Historical baseline (same-skill comparison)

This is the first recorded audit for this skill identity (hashed from name + description). The baseline section will show mean / stddev / trend after 2+ audits accumulate.

Findings

7 rules matched. Each finding below cites the matched line and a remediation hint.

1. 🟠 SEM-008 — external_payload_blind_trust (HIGH)

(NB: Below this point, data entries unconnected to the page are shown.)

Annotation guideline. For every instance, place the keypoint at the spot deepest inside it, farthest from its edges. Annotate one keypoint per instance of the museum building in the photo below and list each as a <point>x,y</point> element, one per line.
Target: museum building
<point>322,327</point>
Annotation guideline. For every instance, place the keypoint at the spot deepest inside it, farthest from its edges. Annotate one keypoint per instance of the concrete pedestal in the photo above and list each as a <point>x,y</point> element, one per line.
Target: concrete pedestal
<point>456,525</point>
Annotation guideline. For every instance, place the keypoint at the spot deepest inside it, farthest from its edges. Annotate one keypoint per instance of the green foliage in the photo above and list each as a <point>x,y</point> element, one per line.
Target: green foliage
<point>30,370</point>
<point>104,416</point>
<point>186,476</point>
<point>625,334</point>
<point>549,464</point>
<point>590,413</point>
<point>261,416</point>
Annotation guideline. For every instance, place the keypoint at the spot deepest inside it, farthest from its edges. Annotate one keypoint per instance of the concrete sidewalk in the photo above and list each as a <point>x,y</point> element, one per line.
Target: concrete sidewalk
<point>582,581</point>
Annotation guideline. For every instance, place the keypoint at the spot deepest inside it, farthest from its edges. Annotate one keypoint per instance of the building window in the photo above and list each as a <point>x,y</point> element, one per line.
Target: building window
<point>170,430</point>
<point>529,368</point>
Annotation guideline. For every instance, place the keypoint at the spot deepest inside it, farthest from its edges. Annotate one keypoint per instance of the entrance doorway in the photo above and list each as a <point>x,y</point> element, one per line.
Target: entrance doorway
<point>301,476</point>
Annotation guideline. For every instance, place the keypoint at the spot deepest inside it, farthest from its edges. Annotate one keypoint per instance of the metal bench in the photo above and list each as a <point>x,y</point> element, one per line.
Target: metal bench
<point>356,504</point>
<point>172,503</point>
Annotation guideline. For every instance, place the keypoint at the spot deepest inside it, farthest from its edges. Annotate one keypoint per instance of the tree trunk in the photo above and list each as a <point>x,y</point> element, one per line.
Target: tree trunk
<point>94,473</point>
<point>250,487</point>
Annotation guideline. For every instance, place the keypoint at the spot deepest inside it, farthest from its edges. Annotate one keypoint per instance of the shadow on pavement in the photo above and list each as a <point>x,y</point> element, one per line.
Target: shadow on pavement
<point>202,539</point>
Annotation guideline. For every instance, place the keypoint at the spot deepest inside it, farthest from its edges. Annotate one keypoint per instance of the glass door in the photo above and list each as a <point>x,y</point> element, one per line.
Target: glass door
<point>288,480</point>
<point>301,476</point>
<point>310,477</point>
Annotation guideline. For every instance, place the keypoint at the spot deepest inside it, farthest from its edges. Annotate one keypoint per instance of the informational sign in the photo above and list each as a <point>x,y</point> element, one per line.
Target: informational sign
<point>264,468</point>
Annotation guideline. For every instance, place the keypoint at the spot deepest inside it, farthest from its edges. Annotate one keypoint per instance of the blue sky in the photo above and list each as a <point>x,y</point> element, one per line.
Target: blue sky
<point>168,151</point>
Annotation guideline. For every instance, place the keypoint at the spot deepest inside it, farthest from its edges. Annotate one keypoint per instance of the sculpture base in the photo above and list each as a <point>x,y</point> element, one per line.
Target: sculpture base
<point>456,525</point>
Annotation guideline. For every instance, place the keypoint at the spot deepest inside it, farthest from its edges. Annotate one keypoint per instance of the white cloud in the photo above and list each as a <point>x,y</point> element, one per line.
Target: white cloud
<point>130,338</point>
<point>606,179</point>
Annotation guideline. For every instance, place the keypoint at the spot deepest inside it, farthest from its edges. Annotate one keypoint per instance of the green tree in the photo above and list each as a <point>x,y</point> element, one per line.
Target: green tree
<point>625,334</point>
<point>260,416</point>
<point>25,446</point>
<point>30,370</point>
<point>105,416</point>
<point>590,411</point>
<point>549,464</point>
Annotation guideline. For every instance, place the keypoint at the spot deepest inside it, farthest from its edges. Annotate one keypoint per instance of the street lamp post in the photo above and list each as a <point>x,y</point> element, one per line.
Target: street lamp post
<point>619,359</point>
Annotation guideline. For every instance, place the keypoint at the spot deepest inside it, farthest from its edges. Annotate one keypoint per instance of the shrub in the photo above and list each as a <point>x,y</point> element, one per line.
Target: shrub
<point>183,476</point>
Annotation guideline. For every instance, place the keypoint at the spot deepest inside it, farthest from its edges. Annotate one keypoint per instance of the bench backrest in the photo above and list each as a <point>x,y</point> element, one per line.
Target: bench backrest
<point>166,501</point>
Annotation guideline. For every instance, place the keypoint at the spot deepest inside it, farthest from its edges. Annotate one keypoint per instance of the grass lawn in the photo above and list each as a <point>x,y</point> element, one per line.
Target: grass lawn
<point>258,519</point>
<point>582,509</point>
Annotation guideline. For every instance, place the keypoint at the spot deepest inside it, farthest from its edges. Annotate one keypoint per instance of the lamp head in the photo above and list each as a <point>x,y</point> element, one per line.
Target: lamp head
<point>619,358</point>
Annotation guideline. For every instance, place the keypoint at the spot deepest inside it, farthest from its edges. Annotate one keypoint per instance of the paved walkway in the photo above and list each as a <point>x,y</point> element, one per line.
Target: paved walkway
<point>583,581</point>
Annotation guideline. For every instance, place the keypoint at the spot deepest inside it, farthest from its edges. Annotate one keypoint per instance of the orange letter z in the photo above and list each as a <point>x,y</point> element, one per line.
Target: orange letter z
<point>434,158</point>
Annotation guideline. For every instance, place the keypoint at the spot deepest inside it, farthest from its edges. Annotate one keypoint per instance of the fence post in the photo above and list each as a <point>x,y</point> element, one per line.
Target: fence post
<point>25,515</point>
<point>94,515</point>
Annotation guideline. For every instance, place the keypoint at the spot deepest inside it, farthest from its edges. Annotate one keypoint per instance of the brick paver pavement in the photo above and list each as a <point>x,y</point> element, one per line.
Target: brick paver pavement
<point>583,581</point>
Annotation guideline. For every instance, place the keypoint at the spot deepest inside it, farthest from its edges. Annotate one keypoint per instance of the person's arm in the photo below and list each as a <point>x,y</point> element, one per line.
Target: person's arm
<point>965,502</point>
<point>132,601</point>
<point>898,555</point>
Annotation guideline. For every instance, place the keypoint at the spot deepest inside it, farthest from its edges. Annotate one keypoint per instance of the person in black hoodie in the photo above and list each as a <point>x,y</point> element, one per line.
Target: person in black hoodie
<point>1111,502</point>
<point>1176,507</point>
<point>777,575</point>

  • Category: Malicious payload signatures
  • Why this matched: The skill assumes that the PHP source files are safe and trustworthy without any validation, which could lead to executing malicious code if an attacker can manipulate the file paths.
  • Rule intent: Trusts external content (downloaded file, remote prompt template, third-party output) without validation
  • Matches in document: 1

Evidence (1 of 1 match):

Line 34:

PHP sources live at `/home/x/kernel/php_old/work/src/php-<version>/`.

Suggested fix: Implement checks to validate the integrity and authenticity of the PHP source files before processing them.

2. 🟠 AR-003 — hidden_payload_failure (HIGH)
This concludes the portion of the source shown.